Visas : les Surinamais paient plus cher pour entrer en Guyane
Après l’augmentation du prix du visa pour aller au Suriname, il est intéressant de connaître les conditions pour aller dans le sens inverse, vers la Guyane
Dans le dernier article de France-Guyane sur le sujet (FG du 11/08/26), nous évoquions une hausse discrète du prix du visa, passé de 25 à 50 euros, pour aller au Suriname.

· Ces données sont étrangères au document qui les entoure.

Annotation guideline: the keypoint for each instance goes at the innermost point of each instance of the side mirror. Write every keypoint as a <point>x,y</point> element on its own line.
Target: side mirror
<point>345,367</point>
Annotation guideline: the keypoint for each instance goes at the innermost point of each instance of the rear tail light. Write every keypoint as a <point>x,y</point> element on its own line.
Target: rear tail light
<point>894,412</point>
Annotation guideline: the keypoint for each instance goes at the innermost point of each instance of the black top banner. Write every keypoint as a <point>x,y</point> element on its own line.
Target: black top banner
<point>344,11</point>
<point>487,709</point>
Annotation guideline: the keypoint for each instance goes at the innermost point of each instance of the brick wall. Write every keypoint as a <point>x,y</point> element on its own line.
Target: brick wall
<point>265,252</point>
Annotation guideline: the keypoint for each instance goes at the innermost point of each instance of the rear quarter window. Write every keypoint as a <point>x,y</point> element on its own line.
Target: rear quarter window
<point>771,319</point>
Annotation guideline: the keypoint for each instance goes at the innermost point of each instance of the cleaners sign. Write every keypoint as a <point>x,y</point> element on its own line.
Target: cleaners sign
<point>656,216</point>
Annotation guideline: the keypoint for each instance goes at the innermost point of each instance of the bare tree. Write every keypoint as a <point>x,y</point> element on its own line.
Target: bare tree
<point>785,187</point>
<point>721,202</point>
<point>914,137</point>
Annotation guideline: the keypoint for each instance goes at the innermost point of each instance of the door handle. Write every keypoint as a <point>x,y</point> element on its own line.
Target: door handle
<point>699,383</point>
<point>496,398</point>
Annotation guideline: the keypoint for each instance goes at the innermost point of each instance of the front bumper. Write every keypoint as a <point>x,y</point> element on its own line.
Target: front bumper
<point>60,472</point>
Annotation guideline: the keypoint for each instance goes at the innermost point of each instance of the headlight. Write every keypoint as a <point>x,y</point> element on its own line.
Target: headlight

Nos lecteurs attentifs nous invitaient à faire la comparaison dans le cas réciproque.
Interrogé ce matin, le consulat de France à Paramaribo nous a répondu ceci : « Pour un visa de tourisme, quelle que soit la durée, le prix est de 60 euros. Il faut bien souligner que c’est un visa uniquement pour la Guyane. Pour aller en Europe, c’est un visa Schengen, à 90 euros. »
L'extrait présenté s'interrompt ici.